You will see the effect on your heart rate ❤️: your resting pulse (your HR when you wake up in the morning) will be 10-20 beats higher in the first days. Also, throughout the entire day, your heart rate will be higher than at sea level. That is why you should take it really easy in week one.
Some athletes tell me on day 1 or day 2 (after arriving) that they don't feel the altitude. This is likely caused by elevated levels of adrenaline. Adrenaline is a stress hormone. It's normal to have higher levels of adrenaline in the first days. This is fine. But the tricky thing about it is that it can make you feel good during training, so you are tempted to run faster than you should.
Others tell me that 'the key is to run easy, but you can run long'. So they want to do a 90 min longrun on day two. This is wrong. If all elite runners start with 30 to 40 min easy runs, why do you think you can do 90 minutes? It's too much stress for your body in the first days (those who did that, paid the price later).

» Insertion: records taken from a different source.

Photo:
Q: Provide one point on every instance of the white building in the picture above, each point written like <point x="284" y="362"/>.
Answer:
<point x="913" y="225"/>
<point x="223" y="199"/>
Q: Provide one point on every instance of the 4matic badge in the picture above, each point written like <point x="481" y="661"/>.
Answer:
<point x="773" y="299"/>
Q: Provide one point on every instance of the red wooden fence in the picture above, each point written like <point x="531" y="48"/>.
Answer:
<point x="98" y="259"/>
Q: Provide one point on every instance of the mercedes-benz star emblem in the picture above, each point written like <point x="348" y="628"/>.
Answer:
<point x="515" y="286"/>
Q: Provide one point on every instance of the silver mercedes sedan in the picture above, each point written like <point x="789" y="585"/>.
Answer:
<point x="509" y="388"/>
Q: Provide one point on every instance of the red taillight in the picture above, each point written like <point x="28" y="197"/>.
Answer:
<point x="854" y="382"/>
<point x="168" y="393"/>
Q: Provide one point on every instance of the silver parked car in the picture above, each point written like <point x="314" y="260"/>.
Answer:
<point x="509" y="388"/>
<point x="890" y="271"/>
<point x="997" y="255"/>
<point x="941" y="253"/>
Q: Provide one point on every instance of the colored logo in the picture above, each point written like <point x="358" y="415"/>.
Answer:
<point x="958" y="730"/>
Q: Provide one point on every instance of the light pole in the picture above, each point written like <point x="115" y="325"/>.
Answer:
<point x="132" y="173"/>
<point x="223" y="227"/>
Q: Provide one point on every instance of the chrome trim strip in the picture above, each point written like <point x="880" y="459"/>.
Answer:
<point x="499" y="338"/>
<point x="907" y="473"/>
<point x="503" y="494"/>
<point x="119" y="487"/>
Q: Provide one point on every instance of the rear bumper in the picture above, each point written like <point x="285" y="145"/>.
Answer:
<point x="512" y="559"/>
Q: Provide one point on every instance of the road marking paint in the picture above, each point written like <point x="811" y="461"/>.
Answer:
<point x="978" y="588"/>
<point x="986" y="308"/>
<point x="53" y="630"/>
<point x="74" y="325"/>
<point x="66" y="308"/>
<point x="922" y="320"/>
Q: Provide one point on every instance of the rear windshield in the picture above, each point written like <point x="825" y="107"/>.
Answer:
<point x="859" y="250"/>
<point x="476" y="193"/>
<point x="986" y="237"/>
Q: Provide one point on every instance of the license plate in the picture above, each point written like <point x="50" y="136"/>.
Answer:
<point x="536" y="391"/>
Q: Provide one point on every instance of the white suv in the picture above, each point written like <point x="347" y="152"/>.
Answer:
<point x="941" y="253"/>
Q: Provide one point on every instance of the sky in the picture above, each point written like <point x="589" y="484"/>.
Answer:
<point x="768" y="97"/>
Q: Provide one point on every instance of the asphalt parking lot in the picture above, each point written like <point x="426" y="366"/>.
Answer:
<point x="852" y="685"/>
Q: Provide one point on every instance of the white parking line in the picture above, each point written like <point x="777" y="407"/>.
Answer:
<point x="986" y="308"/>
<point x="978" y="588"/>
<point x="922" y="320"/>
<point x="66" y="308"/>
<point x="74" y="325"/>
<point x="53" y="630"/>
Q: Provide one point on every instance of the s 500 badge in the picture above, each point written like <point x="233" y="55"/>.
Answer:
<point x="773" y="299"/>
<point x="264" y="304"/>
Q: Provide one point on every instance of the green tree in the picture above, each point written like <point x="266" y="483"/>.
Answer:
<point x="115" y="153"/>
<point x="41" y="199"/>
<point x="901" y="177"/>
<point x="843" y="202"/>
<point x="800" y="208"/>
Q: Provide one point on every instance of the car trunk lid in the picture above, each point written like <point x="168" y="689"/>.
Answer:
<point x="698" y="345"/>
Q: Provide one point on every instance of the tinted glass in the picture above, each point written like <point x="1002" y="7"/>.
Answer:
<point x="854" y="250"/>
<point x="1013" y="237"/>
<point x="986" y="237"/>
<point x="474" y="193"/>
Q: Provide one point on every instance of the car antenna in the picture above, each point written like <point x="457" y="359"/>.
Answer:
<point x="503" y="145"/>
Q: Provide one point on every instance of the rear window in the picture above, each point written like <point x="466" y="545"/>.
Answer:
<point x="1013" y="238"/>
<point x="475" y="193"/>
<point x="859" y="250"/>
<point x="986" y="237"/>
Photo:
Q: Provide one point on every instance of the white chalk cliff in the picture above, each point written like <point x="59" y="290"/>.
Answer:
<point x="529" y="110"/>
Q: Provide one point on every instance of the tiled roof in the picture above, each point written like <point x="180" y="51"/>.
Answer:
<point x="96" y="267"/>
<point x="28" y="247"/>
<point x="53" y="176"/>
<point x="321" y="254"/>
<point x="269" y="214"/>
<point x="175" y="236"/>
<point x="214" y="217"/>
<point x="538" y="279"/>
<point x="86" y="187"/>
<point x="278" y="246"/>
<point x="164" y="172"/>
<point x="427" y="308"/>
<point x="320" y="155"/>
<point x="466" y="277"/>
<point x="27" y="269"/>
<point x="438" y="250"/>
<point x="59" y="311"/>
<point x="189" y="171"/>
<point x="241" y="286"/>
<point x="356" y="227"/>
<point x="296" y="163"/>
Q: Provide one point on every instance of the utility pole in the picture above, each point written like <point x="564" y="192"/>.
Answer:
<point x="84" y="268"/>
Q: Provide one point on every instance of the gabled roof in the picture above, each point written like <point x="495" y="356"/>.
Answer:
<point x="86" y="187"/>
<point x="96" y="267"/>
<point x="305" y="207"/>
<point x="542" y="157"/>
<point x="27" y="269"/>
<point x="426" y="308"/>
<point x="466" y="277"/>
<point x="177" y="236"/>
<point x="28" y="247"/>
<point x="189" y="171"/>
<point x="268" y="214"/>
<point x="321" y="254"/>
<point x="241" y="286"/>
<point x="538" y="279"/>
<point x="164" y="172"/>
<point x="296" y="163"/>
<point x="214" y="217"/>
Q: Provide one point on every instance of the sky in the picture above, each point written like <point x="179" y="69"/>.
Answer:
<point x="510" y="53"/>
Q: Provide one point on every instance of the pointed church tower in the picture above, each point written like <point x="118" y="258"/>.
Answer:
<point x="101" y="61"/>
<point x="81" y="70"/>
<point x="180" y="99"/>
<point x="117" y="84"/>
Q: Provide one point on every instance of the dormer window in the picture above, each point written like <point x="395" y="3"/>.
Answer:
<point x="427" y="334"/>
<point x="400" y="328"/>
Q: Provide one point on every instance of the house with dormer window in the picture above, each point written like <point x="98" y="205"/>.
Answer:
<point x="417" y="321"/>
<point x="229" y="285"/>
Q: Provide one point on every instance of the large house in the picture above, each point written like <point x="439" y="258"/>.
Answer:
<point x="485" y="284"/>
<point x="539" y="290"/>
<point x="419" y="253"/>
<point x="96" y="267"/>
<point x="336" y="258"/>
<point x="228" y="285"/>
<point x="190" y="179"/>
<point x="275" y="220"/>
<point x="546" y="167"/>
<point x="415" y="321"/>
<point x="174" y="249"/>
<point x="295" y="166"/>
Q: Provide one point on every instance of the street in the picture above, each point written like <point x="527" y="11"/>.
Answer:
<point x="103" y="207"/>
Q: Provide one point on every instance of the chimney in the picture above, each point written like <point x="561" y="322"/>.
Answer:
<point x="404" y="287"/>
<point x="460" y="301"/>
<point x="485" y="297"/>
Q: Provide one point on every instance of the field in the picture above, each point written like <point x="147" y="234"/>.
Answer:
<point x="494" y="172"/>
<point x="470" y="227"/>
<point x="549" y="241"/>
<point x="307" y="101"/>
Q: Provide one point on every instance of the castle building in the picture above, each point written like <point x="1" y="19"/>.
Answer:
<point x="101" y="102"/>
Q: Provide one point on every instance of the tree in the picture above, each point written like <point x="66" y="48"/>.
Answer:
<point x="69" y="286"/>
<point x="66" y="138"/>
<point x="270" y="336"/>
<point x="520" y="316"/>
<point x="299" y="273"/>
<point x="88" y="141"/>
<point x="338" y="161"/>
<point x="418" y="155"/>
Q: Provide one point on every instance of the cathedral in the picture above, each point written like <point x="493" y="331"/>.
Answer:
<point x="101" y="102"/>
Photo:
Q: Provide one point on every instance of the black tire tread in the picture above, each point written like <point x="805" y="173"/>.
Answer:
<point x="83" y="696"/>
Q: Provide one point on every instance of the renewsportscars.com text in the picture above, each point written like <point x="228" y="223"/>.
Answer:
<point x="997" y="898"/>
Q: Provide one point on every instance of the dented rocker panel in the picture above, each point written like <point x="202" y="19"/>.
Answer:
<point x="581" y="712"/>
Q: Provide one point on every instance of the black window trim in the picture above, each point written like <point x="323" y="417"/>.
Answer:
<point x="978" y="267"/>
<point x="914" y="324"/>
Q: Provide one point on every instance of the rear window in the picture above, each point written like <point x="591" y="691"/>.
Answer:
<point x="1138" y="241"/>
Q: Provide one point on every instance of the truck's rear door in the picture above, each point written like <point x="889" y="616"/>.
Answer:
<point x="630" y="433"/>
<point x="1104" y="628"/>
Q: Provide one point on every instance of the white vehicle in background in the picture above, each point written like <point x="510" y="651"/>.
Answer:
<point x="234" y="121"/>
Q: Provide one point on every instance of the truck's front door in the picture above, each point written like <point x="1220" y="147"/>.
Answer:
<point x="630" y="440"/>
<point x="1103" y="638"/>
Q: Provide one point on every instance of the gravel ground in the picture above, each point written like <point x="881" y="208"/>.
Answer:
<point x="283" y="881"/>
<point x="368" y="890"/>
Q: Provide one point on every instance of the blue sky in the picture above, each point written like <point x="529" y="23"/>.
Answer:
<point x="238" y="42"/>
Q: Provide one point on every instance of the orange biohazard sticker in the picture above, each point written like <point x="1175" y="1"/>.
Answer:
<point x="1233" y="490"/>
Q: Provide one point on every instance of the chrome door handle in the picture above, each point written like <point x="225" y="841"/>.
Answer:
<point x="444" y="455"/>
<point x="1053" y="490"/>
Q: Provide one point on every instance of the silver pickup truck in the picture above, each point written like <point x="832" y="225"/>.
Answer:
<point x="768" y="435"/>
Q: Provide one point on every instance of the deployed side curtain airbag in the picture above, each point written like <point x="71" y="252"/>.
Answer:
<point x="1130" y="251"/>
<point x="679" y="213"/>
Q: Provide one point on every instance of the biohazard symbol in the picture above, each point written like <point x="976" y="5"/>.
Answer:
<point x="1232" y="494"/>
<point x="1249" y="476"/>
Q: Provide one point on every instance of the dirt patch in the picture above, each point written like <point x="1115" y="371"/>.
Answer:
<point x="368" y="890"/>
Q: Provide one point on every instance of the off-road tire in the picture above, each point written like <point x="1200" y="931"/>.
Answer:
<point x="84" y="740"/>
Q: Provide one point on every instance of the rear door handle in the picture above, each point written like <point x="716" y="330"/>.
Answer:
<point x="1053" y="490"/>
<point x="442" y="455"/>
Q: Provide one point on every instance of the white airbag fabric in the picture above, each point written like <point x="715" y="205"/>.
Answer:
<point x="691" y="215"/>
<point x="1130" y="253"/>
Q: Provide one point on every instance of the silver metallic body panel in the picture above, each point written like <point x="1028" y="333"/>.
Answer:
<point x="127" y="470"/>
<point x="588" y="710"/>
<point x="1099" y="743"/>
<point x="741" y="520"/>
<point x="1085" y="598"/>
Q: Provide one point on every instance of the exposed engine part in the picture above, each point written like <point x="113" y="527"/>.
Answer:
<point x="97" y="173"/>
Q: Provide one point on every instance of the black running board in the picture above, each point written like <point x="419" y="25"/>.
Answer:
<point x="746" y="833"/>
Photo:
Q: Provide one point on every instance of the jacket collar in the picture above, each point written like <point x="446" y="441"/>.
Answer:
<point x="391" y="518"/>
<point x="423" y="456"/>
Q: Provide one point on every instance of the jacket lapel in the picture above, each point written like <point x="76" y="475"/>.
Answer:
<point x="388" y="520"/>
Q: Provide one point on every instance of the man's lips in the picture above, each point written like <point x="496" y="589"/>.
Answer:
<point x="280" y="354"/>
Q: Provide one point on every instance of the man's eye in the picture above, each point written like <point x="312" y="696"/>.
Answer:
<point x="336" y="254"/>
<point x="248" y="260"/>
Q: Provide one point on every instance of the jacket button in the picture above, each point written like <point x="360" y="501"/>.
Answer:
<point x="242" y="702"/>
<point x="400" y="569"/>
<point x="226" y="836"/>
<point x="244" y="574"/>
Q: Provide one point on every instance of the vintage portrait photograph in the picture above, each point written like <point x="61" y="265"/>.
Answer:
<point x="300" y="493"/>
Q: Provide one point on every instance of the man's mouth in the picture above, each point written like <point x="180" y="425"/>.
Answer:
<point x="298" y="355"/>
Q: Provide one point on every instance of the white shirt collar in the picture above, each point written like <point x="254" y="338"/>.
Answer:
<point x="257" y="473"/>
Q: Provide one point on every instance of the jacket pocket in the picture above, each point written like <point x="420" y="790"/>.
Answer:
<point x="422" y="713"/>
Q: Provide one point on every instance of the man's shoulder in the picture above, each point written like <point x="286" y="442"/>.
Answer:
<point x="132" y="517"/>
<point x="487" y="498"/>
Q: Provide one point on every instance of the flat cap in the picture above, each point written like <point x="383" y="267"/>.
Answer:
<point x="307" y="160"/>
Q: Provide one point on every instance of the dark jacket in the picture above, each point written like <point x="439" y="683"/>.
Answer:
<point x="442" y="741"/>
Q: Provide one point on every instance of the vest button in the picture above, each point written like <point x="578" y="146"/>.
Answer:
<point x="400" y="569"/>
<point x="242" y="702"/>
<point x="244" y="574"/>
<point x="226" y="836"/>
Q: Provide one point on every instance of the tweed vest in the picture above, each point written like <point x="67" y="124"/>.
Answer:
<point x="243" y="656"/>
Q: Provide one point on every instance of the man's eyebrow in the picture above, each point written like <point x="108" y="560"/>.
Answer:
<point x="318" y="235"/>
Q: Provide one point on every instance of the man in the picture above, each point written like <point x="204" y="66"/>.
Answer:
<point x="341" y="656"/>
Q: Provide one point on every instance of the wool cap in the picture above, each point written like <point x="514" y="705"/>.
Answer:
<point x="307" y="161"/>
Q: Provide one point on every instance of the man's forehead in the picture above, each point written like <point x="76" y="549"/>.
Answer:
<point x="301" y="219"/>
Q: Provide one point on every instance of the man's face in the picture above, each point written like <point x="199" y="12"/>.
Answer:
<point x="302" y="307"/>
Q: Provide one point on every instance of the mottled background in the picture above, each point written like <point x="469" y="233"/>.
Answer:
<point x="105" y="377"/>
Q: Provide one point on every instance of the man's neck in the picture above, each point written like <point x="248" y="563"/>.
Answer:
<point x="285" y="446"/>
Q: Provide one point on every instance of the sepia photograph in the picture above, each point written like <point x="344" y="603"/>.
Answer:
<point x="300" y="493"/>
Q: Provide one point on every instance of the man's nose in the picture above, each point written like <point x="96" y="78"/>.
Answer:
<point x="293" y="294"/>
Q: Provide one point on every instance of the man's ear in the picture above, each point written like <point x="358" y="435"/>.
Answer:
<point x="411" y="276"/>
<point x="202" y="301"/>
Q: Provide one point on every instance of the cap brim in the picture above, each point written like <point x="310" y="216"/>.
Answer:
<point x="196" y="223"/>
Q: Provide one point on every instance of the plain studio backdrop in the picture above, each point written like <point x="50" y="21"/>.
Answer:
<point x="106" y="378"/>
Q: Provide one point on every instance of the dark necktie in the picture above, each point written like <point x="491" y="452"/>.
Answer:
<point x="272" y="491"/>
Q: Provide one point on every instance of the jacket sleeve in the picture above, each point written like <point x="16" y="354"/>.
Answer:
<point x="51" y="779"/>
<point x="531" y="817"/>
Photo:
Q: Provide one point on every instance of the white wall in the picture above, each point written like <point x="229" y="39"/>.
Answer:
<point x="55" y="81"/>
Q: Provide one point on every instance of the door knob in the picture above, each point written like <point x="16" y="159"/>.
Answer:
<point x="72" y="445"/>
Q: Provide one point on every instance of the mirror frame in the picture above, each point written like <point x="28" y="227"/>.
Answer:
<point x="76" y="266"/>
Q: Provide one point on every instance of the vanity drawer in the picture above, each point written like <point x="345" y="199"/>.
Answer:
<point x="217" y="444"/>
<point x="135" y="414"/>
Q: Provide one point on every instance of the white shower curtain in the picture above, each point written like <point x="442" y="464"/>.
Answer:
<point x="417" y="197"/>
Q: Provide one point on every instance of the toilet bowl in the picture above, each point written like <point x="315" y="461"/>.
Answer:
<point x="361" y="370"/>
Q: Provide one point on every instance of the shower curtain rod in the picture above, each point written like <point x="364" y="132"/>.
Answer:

A few rules I tend to stick to for my athletes:
✅️ run easy (zone 1) and short on the first 3 days
✅️ If you feel okay, you can do a bit of zone 2 (moderate) on day 4
✅️ Something at zone 3 (marathon effort) on day 5 or 6.
✅️ Or something in zone 4 (threshold effort) on day 6 or 7, for example, 5 x 6 min at a controlled effort.
The key is that your morning HR keeps coming down, which shows that you are getting adjusted to the altitude. As long as it remains much higher than usual, don't train hard!
This especially counts for those who come for 4-6 weeks. In order to have the maximum benefit, train easy in week 1, so you can increase the load after that.
Those who come for 2 weeks only, can afford to build up quicker since there's less risk of overtraining.